You’ve got to eat right and sleep enough in order to manage that caloric load. If you need to lose weight, dancing can help; but you can go too far if you don’t get enough rest.
At least six hours a night are necessary; seven to eight may be appropriate if you have particularly intense exertions.
2. Stretch Yourself
This is both a literal and figurative advisement. With dance, you’ve got to literally stretch your body so that you can more comfortably and consistently make the necessary moves.
In order to hit fitness goals and continuously hone your body, you’ll also need to push past what you’re comfortable with.
3. Ensure You’ve Got The Right Equipment
When you’re throwing your body around for hours at a time, constrictive clothing will rip and tear—besides hampering you. You need dance costumes that breathe, and which are flexible enough to allow you necessary movement.
You can find some of the best dance costumes online. Going the web route allows you to choose specifically the costumes which fit your needs; be they fitness-related, performance related, practice-related, or some combination of these.
4. Have Some Sort Of Goal Define Activity
You need to have an “end game” in mind. If you’re dancing with a significant other doing some swing move, it is perhaps recommendable that you and your partner have some sort of dancing exhibition at the end of a month to work toward.

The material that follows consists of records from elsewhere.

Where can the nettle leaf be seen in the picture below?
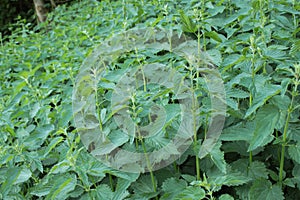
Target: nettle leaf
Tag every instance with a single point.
(187, 24)
(144, 187)
(239, 132)
(263, 189)
(123, 184)
(215, 56)
(264, 93)
(258, 169)
(172, 186)
(215, 36)
(191, 193)
(226, 197)
(37, 138)
(14, 175)
(62, 186)
(265, 119)
(102, 191)
(230, 179)
(294, 152)
(295, 47)
(217, 156)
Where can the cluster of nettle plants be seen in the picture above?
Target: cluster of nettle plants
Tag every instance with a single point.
(254, 45)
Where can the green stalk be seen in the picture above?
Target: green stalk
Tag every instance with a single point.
(286, 126)
(283, 146)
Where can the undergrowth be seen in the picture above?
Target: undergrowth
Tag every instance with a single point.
(253, 44)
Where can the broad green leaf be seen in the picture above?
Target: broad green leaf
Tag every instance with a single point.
(226, 197)
(265, 119)
(144, 187)
(217, 156)
(54, 142)
(102, 191)
(187, 24)
(172, 186)
(263, 94)
(295, 47)
(37, 138)
(257, 170)
(215, 36)
(191, 193)
(230, 179)
(263, 189)
(62, 186)
(238, 132)
(14, 175)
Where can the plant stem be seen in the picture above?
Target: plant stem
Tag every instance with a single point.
(284, 137)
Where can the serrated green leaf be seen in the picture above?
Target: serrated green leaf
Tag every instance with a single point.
(257, 170)
(187, 24)
(240, 132)
(144, 187)
(264, 93)
(214, 35)
(14, 175)
(62, 186)
(263, 189)
(265, 119)
(172, 186)
(217, 156)
(226, 197)
(191, 193)
(230, 179)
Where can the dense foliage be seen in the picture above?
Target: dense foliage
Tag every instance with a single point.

This will help you forget the physical exertion in lieu of the deadline. If you’re dancing with a troupe, there should be a performance upcoming.
5. Keep At It
Whatever you do, don’t stop because you get sore or tired. You’ll get sore and you’ll get tired, but if you keep at it, it will take longer for you to feel these things, and ultimately you’ll get into shape more quickly.
Also, record your progress so you can look at where you were, see where you are, and make note of your progress.
Fitness And Fun At The Same Time
Getting in shape and staying in shape is difficult. Dancing is a fun way to do both. Get started dancing and keep at it a while; you may be surprised at the positive results.